The head of the Federal Reserve region that includes Oklahoma thinks the Fed may be overreaching in its latest round of bond-buying aimed at boosting the economy and bringing down unemployment.
“I was not in favor of doing more. We have done a lot,” said Esther L. George, president of the Kansas City Federal Reserve Bank. George spoke Tuesday at the bank's Oklahoma City branch. She participates in the Fed's monetary policy-making board meetings, and in January will become a voting member of the Federal Open Market Committee.
The committee last week voted to begin a third round of buying bonds — $40 billion a month — in an effort to boost a sluggish recovery and drive down a stubbornly high unemployment rate. The Fed has kept interest rates near zero and pledged to keep them there for perhaps another two years and has spent more than $2 trillion in two earlier bond-buying ventures known as quantitative easing.

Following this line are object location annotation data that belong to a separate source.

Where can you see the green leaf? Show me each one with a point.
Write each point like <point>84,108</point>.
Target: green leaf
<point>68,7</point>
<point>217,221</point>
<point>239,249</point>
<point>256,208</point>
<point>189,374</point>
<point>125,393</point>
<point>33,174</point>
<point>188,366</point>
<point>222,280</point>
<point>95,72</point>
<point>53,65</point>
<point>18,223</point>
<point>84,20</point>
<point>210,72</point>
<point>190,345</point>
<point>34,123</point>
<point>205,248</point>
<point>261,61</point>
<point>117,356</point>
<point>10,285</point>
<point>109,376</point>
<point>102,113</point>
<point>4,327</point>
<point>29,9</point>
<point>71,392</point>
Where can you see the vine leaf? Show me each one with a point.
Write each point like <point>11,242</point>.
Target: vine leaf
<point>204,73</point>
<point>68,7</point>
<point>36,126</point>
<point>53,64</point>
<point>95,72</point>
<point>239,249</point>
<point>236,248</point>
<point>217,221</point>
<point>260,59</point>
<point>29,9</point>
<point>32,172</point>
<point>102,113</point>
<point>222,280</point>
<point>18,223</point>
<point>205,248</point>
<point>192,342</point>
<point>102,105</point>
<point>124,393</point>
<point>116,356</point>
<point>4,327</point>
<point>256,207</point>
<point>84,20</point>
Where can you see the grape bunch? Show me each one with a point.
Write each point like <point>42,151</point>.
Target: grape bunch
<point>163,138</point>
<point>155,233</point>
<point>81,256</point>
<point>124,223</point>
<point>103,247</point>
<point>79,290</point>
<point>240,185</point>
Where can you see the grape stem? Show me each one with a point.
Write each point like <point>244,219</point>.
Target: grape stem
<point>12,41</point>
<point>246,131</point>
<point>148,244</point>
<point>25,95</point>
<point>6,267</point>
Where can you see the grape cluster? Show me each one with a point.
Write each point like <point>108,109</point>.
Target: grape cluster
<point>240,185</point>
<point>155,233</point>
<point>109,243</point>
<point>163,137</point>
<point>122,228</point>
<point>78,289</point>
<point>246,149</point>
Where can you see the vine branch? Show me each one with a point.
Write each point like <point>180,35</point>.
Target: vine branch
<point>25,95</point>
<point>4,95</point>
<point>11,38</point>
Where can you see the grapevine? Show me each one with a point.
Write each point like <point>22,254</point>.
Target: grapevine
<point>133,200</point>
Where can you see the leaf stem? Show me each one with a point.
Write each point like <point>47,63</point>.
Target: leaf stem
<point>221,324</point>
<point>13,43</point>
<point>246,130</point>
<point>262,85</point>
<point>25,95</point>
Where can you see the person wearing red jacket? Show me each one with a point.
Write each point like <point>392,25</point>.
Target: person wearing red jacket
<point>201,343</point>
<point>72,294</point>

“We've kept interest rates at zero. You can't be more accommodative, I think, in many respects. We've tripled our balance sheet,” George said. “When I look at the economy and think what is it that's holding back demand, what is it that is causing the unemployment rate to stay high, it does not seem like these are factors conducive to more easing.”
She worries the possible risks of further stimulation, including market distortions, misplaced incentives and inflation, outweigh the potential benefits.
“If I thought we had tight policy or somehow credit conditions were tight, then you would weigh that differently,” she said. “You'd say to get credit flowing, cheaper money might be better. In today's setting, I can't see that that's the issue. So adding to it feels to me like compounding the risk.”
Keeping rates low is making it difficult for investors to get low-risk returns, particularly among older consumers who need to generate income, George said. Banks, insurance companies and pension funds also will be more likely to turn to riskier investments to generate needed returns, she said.
The Fed, with its vast and growing portfolio, is vulnerable to losses when interest rates begin to rise, she said. And the Fed's big buys of mortgage-backed securities create fundamental changes in the marketplace, she said.
“I worry about the distortions that it creates in markets,” she said. “Anytime you have the government this involved, you have to think something is not happening right. Right now, at zero interest rate, the markets really aren't pricing risk. They're not really functioning the way they normally would.”
Her biggest long-term concern with the Fed's activities is the potential for igniting inflation.
“I do worry down the road, will we be able to pull back the liquidity before inflation takes off?” George said. “If you look at the times we start pulling rates up, you want to make sure the recovery is on firm footing before you do it. And at times, when we've had to tackle inflation is when we've waited too long to pull back.”